On Tuesday my husband Ben and I took part in a magical cacao ceremony with Joel and Aiste from the Wild Food Cafe, supported by the beautiful music of our friend Antarma. We played the singing bowls, danced, sang, drummed and prayed and it transformed what had been a challenging few days into new horizons and rememberings. Before the ceremony, we each pulled an animal card and mine - the turtle - resonated deeply with a lesson I have been exploring both on my travels in in Costa Rica and, even more so, back on London soil: it simply said "STOP TRYING to make things happen".

It reminded me not that I should stop doing anything, stop moving forward, drop out of life - but that the effort to make certain things occur or align according to how I think they should is futile, limiting and a huge misdirection of energy. How many times a day, week or month do we come up against disappointment, judgment and criticism of ourselves or others because things did not go how we presumed they should? The timely turtle card and a deepening awareness of the mystery of life show me that it doesn't need to be this way.

This move toward letting go of goals, of the shoulds that populate our lives, and moving instead towards a space of surrender and flow, is key if we are to be fully available to the present moment and all its abundance and possibility. And it seems to me on most days that we are navigating such a fast-paced environment and mentality that this can feel almost impossible. We need to pay the bills, get things done, constantly plan and populate our future... Yet with a little awareness, to which I hope here to slowly open the door, we can recognise when we are acting according to goals, expectations and ideas of how the future should be, and take small steps back from this, moving instead toward the present and the mystery of the now.

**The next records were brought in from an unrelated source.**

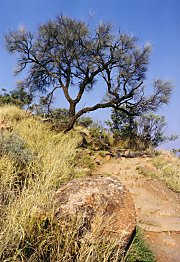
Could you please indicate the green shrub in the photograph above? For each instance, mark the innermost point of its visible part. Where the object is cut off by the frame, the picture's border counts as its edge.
(12, 145)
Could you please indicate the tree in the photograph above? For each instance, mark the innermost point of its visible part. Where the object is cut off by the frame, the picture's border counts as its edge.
(18, 97)
(148, 129)
(65, 53)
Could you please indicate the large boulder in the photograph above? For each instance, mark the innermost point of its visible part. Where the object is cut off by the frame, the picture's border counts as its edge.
(101, 200)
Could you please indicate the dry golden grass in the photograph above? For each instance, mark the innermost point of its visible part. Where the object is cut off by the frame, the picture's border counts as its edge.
(34, 161)
(168, 167)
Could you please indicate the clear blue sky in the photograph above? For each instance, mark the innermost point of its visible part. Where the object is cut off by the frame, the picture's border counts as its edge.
(155, 21)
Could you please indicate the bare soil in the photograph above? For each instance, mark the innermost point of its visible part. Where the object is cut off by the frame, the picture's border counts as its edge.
(157, 206)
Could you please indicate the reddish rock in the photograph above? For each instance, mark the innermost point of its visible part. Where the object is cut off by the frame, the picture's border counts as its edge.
(102, 199)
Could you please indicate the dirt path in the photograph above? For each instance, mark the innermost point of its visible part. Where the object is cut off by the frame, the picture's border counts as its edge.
(157, 207)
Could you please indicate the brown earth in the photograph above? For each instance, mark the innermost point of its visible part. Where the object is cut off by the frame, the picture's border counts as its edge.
(96, 199)
(157, 207)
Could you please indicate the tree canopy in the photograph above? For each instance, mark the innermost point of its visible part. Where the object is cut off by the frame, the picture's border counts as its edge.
(66, 53)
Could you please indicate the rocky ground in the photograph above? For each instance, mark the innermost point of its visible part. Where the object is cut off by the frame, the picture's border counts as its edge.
(157, 206)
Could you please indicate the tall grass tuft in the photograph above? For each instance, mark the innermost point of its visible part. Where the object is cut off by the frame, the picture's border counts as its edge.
(34, 162)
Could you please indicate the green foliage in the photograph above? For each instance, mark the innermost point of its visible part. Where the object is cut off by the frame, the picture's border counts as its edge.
(85, 121)
(12, 145)
(139, 250)
(100, 136)
(145, 130)
(18, 97)
(65, 53)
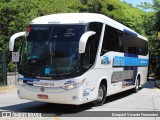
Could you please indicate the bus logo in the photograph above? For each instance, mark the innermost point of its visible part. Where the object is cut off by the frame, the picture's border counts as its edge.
(105, 60)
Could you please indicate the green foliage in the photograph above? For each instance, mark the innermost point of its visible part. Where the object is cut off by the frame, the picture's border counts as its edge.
(17, 14)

From my own experience, what letting go of expectation really demands is trust. Trust that things are unfolding as they should; trust that we do not need to try and control the uncontrollable; trust that abundance and love will look after us on our path. Trust is not something that comes easily to many of us - myself included - and a lifetime spent battling fears of all shapes and sizes means that this knowing and surrender often feel like a distant dream. But slowly and surely if we battle through that which frightens us, we can learn to live less in the voices and stories of the mind and more in the peace of the heartspace, that inherently knows that all is as it should be. And not for nothing did Ben pull the wolf card alongside my turtle, reminding us that "YOU ARE SAFE and protected at all times". Not easy for our minds to remember but our hearts know it.

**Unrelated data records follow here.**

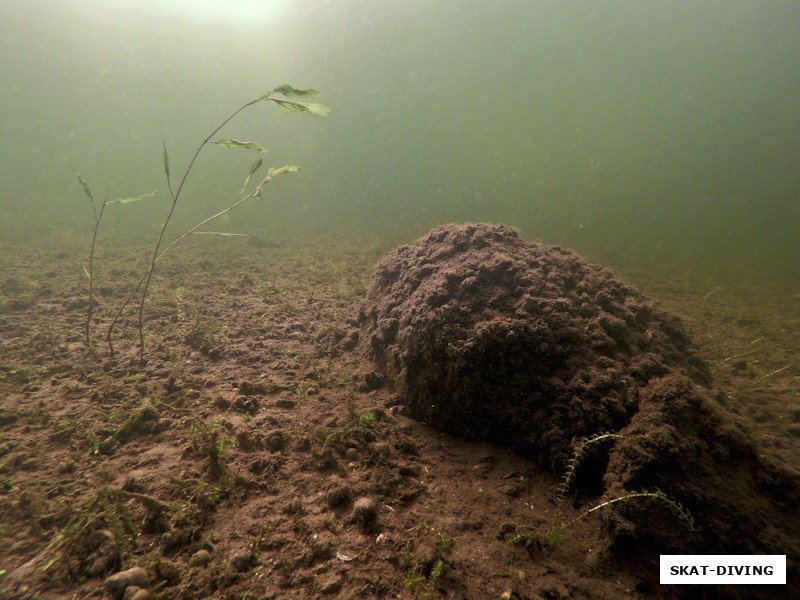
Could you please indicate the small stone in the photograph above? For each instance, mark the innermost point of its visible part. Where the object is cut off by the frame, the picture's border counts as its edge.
(331, 585)
(274, 440)
(242, 562)
(134, 592)
(365, 511)
(117, 583)
(340, 496)
(200, 558)
(506, 529)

Of course life needs direction, an idea of where we are headed, a vision - even if it is constantly evolving. And discipline, too, is not to be undervalued in our spiritual practise as well as in work or daily life - it is something I am trying to foster more and more of as old habits are broken down and new, more constructive ones slowly take their place. But this constant impetus to build and achieve new goals, to act according to how life should be, to foster fixed ideas regarding where we are supposed to head according to where we are coming from, tears me frantically away from the perfection fullness of the present moment. And it feels like dropping the goals and the shoulds is an important key to acceptance of what is, and realisation of how much we have to be grateful for here and now.

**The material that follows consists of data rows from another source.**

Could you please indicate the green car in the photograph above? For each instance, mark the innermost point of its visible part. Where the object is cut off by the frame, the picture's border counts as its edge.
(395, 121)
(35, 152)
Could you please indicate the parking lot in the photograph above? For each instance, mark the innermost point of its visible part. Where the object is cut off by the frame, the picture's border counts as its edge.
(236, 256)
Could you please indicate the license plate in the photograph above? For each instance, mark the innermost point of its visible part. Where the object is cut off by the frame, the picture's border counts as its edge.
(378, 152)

As our teacher so often reminds us, it is the constant expectations that we attach to life that cause so much unease and disappointment with what reality presents us. All of our suffering lies in the gap between what we think reality should be, and what really is: learning to let go of this desire to control and shape the unshapeable, and accepting the here and now, opens up a whole new way of living that is rooted in trust and surrender. In my experience, when we find a way to let go into the flow of life and be fully present to all the magic, joy, pain, mystery and treasures that it presents to us, there is less fear, less of a sense of struggle, and less energy wasted on fighting against that over which we have no control. This might be through meditation, dance, ceremony, sharing circles or simply returning to the sensations of the body and what is being experienced right now in it. Whatever your tickets away from the mind and into the moment, nurture them every day and keep exploring where they lead you.

So whenever we catch ourselves, to quote the bygone wisdom of Carrie Bradshaw, "shoulding all over ourselves", it's good to take a moment to step back and ask, what is behind the should? I usually find fear there, in one shape or another. It should be like X otherwise Y will happen and I don't want it to. A little investigation shows us the emotion behind and if we look it in the face it often disappears. Then we can make a decision not from the mind but from reality as it is right now. In the moments when we can find a little trust and live from the heart, there is no expectation for reality to have to meet; and there is no disappointment that this doesn't happen. We are open and free to see what comes next, and embrace it as being OK.

As my good friend Gaya succinctly reminded me the other day, "reality is always right. What to do?"